Highlighted Datasets

These are some open datasets we think you could enjoy working on.

The Pokémon Pokédex

Pokémon started out as a Japanese card game and became a worldwide phenomenom. The link is to a public API providing access to all the information about all Pokémons, throughout all existing (seven) generations + including berries! Two great projects for this dataset would be to create PokéBots: (1) a bot that you could compete against and (2) a bot that could help you train your Pokémons.

A link to the API: http://pokeapi.co/docsv2/#info

Some additional Pokémon resources are:

  • Pokédex Python module - The name says it all.
  • The Pokédex - A website holding all information about Pokémon, they have no public API (as far as we could tell), but you can scrape it for info.

Datasets Subreddit

Reddit is one of the biggest social bullitien boards hosting many communities, one of these communities is the dataset community, used to both requesting and publishing open datasets.

A link to the community: https://www.reddit.com/r/datasets/

Some examples are:

  • United States Prisioner Dataset - Containing ~18M record of prisoners admission, term, population etc.
  • Urbana Police Arrests - Urbana (a city in the Champaign county, in Illinois USA) published a list of all police arrests since 1988.
  • Monthly Grain Prices in Englad - All grain prices from 1270-1955.
  • All Reddit Posts - A dataset containing all posts published in Reddit.
  • There are people who request datasets (and being provided with one) so if you browse this community, don't just go into the 'dataset' tagged posts.
  • A scrapper for this community was also developed, so you can browse all available datasets in an easy fashion.

Open Municipality Budgets

Open local budget is a project under The Public Knowledge Workshop aimed at making local authorities budgets accessible to the public. While the project is at beta, many budgets are already online (some in a more accessible format than others) browsable, though a single budget at a time, in the projects home page. Being in beta means that there is plenty of room for improvement - this is where you can come in! Some project ideas based on this data are:

  • How can we compare between budgets of different municipalities or of the same municipality but in different years? And how can such a comparison be visualized?
  • Given a budget can we understand how it is invested geographically/demographically? Moreover, can we derive how a given municipality invests the money it got from taxes/arnona in proportion to the amount payed by each region in the city?
  • Generalize the above two ideas into a tool that is able to take complex queries and produce meaningful results (not necesarily visualized).

The budget data is available in this Google Drive folder.

Stack Exchange

Starting in Stack-Overflow, the Stack-Exchange network is a collection of Q&A websites, each dealing with a different topic - from porgramming to home improvement. These vast knowledge bases, some containing over a few millions of answers, are available to download in XML format.

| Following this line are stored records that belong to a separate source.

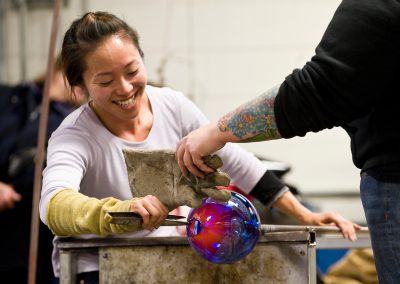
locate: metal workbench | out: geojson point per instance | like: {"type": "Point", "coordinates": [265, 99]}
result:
{"type": "Point", "coordinates": [279, 257]}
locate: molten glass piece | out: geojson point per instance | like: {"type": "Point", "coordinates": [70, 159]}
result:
{"type": "Point", "coordinates": [224, 232]}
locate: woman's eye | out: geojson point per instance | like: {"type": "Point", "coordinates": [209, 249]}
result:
{"type": "Point", "coordinates": [105, 84]}
{"type": "Point", "coordinates": [133, 72]}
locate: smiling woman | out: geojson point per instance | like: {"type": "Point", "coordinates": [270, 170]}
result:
{"type": "Point", "coordinates": [86, 175]}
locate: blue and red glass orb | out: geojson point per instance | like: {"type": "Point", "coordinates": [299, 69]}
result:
{"type": "Point", "coordinates": [224, 232]}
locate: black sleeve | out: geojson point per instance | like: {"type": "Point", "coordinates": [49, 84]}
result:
{"type": "Point", "coordinates": [354, 69]}
{"type": "Point", "coordinates": [268, 189]}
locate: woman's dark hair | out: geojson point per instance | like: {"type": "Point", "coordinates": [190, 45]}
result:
{"type": "Point", "coordinates": [84, 35]}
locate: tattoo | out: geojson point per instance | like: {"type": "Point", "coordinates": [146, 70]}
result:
{"type": "Point", "coordinates": [253, 121]}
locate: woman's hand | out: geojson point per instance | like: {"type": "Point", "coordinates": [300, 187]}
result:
{"type": "Point", "coordinates": [8, 196]}
{"type": "Point", "coordinates": [347, 228]}
{"type": "Point", "coordinates": [195, 146]}
{"type": "Point", "coordinates": [151, 209]}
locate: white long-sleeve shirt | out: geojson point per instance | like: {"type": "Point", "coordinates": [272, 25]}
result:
{"type": "Point", "coordinates": [83, 155]}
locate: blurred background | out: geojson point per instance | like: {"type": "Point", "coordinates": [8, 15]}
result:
{"type": "Point", "coordinates": [219, 53]}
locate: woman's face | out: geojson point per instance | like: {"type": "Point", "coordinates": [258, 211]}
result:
{"type": "Point", "coordinates": [115, 80]}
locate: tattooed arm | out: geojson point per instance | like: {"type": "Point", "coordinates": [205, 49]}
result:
{"type": "Point", "coordinates": [254, 121]}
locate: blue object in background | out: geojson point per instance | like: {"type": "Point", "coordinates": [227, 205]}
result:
{"type": "Point", "coordinates": [327, 257]}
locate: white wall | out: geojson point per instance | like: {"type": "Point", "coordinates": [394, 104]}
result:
{"type": "Point", "coordinates": [222, 53]}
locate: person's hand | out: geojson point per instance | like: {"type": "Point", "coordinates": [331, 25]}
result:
{"type": "Point", "coordinates": [198, 144]}
{"type": "Point", "coordinates": [8, 196]}
{"type": "Point", "coordinates": [151, 209]}
{"type": "Point", "coordinates": [347, 228]}
{"type": "Point", "coordinates": [156, 172]}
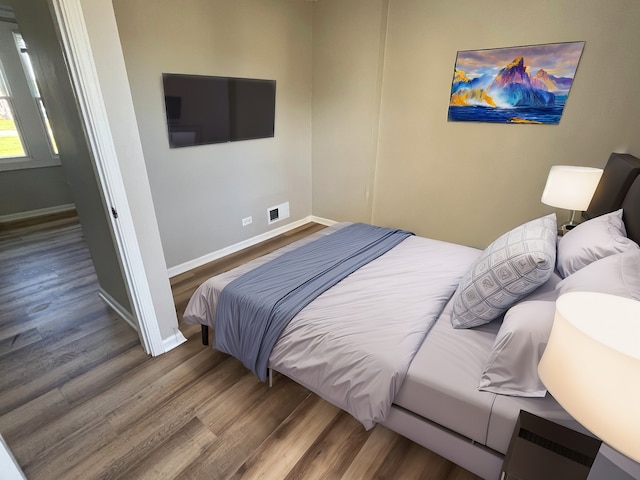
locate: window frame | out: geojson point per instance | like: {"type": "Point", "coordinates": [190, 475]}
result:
{"type": "Point", "coordinates": [29, 121]}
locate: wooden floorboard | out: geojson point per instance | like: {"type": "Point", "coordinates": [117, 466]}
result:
{"type": "Point", "coordinates": [79, 398]}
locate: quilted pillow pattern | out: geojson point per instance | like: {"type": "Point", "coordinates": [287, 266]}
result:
{"type": "Point", "coordinates": [514, 265]}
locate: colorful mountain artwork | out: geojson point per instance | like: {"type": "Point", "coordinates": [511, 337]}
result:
{"type": "Point", "coordinates": [498, 86]}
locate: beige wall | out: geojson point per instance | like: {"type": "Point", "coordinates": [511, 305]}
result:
{"type": "Point", "coordinates": [469, 182]}
{"type": "Point", "coordinates": [202, 193]}
{"type": "Point", "coordinates": [348, 56]}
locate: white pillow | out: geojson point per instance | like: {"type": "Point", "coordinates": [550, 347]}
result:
{"type": "Point", "coordinates": [511, 267]}
{"type": "Point", "coordinates": [592, 240]}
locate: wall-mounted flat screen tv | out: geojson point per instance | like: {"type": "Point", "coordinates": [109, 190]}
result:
{"type": "Point", "coordinates": [204, 109]}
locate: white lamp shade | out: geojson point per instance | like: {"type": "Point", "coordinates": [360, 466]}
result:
{"type": "Point", "coordinates": [571, 187]}
{"type": "Point", "coordinates": [591, 366]}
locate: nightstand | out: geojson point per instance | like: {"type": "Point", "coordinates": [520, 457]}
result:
{"type": "Point", "coordinates": [540, 450]}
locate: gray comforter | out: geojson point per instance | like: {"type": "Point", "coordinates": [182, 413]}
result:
{"type": "Point", "coordinates": [254, 309]}
{"type": "Point", "coordinates": [354, 343]}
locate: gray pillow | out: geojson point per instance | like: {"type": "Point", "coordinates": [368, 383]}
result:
{"type": "Point", "coordinates": [514, 265]}
{"type": "Point", "coordinates": [512, 366]}
{"type": "Point", "coordinates": [592, 240]}
{"type": "Point", "coordinates": [616, 275]}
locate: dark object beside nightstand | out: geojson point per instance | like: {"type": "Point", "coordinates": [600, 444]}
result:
{"type": "Point", "coordinates": [541, 449]}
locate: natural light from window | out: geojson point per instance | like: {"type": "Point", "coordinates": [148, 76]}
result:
{"type": "Point", "coordinates": [33, 86]}
{"type": "Point", "coordinates": [11, 145]}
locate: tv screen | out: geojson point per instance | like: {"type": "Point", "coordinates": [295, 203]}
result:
{"type": "Point", "coordinates": [202, 109]}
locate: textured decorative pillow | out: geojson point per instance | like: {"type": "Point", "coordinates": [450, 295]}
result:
{"type": "Point", "coordinates": [616, 275]}
{"type": "Point", "coordinates": [512, 366]}
{"type": "Point", "coordinates": [511, 267]}
{"type": "Point", "coordinates": [592, 240]}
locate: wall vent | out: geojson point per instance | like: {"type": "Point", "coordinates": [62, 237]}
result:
{"type": "Point", "coordinates": [277, 213]}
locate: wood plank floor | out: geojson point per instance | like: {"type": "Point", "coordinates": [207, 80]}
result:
{"type": "Point", "coordinates": [79, 398]}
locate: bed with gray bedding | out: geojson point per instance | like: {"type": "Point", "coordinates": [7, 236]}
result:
{"type": "Point", "coordinates": [380, 343]}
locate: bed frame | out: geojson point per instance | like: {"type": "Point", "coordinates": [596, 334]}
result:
{"type": "Point", "coordinates": [618, 188]}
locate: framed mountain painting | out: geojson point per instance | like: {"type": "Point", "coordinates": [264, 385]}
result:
{"type": "Point", "coordinates": [514, 85]}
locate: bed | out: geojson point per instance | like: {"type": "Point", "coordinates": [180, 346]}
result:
{"type": "Point", "coordinates": [380, 343]}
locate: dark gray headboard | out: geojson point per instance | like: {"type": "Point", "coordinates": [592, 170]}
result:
{"type": "Point", "coordinates": [631, 211]}
{"type": "Point", "coordinates": [619, 173]}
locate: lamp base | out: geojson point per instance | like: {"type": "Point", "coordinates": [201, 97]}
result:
{"type": "Point", "coordinates": [565, 227]}
{"type": "Point", "coordinates": [571, 224]}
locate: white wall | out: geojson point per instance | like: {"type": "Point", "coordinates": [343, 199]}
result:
{"type": "Point", "coordinates": [109, 62]}
{"type": "Point", "coordinates": [202, 193]}
{"type": "Point", "coordinates": [469, 182]}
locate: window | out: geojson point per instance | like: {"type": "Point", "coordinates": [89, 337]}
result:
{"type": "Point", "coordinates": [26, 139]}
{"type": "Point", "coordinates": [33, 86]}
{"type": "Point", "coordinates": [11, 145]}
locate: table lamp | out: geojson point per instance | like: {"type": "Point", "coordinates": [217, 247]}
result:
{"type": "Point", "coordinates": [591, 366]}
{"type": "Point", "coordinates": [570, 188]}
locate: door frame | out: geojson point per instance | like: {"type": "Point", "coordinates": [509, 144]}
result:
{"type": "Point", "coordinates": [76, 48]}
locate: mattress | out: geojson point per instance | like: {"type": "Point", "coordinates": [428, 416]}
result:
{"type": "Point", "coordinates": [354, 343]}
{"type": "Point", "coordinates": [448, 394]}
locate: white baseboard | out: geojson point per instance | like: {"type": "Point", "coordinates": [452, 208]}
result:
{"type": "Point", "coordinates": [8, 464]}
{"type": "Point", "coordinates": [168, 343]}
{"type": "Point", "coordinates": [173, 341]}
{"type": "Point", "coordinates": [119, 309]}
{"type": "Point", "coordinates": [210, 257]}
{"type": "Point", "coordinates": [322, 221]}
{"type": "Point", "coordinates": [12, 217]}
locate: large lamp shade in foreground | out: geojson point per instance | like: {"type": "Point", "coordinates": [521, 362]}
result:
{"type": "Point", "coordinates": [591, 366]}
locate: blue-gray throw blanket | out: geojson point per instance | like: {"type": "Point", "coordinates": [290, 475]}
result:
{"type": "Point", "coordinates": [254, 309]}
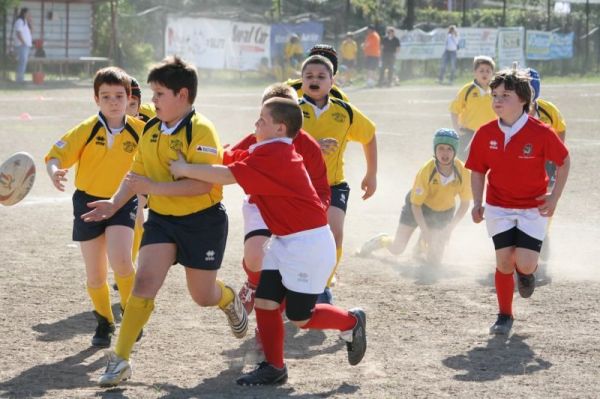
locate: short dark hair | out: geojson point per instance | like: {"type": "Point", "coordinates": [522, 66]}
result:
{"type": "Point", "coordinates": [112, 76]}
{"type": "Point", "coordinates": [287, 112]}
{"type": "Point", "coordinates": [280, 90]}
{"type": "Point", "coordinates": [176, 74]}
{"type": "Point", "coordinates": [318, 60]}
{"type": "Point", "coordinates": [517, 81]}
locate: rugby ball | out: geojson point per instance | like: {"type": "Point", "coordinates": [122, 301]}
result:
{"type": "Point", "coordinates": [17, 175]}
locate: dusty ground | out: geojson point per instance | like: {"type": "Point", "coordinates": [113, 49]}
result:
{"type": "Point", "coordinates": [427, 329]}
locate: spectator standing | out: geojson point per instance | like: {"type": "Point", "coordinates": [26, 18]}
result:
{"type": "Point", "coordinates": [449, 56]}
{"type": "Point", "coordinates": [390, 46]}
{"type": "Point", "coordinates": [372, 50]}
{"type": "Point", "coordinates": [23, 42]}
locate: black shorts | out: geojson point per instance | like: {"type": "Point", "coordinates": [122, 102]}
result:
{"type": "Point", "coordinates": [298, 306]}
{"type": "Point", "coordinates": [434, 219]}
{"type": "Point", "coordinates": [85, 231]}
{"type": "Point", "coordinates": [200, 237]}
{"type": "Point", "coordinates": [516, 238]}
{"type": "Point", "coordinates": [340, 193]}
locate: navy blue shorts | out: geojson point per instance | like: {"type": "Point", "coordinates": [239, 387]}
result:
{"type": "Point", "coordinates": [340, 193]}
{"type": "Point", "coordinates": [200, 237]}
{"type": "Point", "coordinates": [434, 219]}
{"type": "Point", "coordinates": [85, 231]}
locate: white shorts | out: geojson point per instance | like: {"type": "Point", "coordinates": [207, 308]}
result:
{"type": "Point", "coordinates": [252, 218]}
{"type": "Point", "coordinates": [529, 221]}
{"type": "Point", "coordinates": [305, 260]}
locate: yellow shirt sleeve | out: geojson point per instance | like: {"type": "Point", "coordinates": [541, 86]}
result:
{"type": "Point", "coordinates": [362, 128]}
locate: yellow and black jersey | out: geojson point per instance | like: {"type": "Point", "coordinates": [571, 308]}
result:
{"type": "Point", "coordinates": [341, 121]}
{"type": "Point", "coordinates": [147, 112]}
{"type": "Point", "coordinates": [429, 188]}
{"type": "Point", "coordinates": [335, 91]}
{"type": "Point", "coordinates": [101, 163]}
{"type": "Point", "coordinates": [550, 115]}
{"type": "Point", "coordinates": [473, 106]}
{"type": "Point", "coordinates": [196, 138]}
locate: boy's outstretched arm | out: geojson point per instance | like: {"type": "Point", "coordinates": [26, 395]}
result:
{"type": "Point", "coordinates": [369, 183]}
{"type": "Point", "coordinates": [217, 174]}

A link to the dataset: https://archive.org/details/stackexchange

Some projects that you could attempt using this dataset are:

  • How many questions are unique? We believe that most questions have been answered before (in some form or another) so why not develop an automated answering system?
  • Could we teach a machine to code based on answers from Stack-Overflow?
  • Is there similarity between different sites relating to similar topics? For instance, do questions asked around Latin-based languages have a similar answer?

Israeli MKs' Facebook Posts' Comments

We provide a unique dataset of facebook comments to statuses published by Israeli MKs during 2015-2016. In total there are about 5 million such comments, out of which 1,600 are labeled according to the sentiment of the comment's text. A great challenge is to use the 1,600 labeled comments, in order to find the sentiment of all the comments. In this folder you'll find the labeled data, some information about the labels, and the unlabeled data. This dataset was collected by the team of Kikar Hamedina, and they will be more than happy to help. Contact the data team if you wish us to get you in touch.

Additional Datasets

Here are some additional resources which you can use to find open datasets. This is really just the tip of the iceberg, so if you don't find anything interesting here, it dosen't mean that it dosen't exist at all. If you have something specific in mind and need our help, mail us at data@datahack-il.com.

  • Kaggle - A datascience community, contains some nice datasets such as school fires in Sweden from 1998-2014.
  • The GDELT Project - The GDELT Project monitors the world's broadcast, print, and web news from around the world and identifies people, locations, organizations, emotions and more.
  • The New York Times - One of the most widespread newspapers in the world.
  • Prize4Life - A dataset containing clinical records of ALS patients.
  • European Centre for Medium-Range Weather Forecasts - Datasets containing weather information, one of which contains atmospheric data from 1900 until 2010!
  • NASA - A dataset containing all of NASA's data from biological measurements to software usage.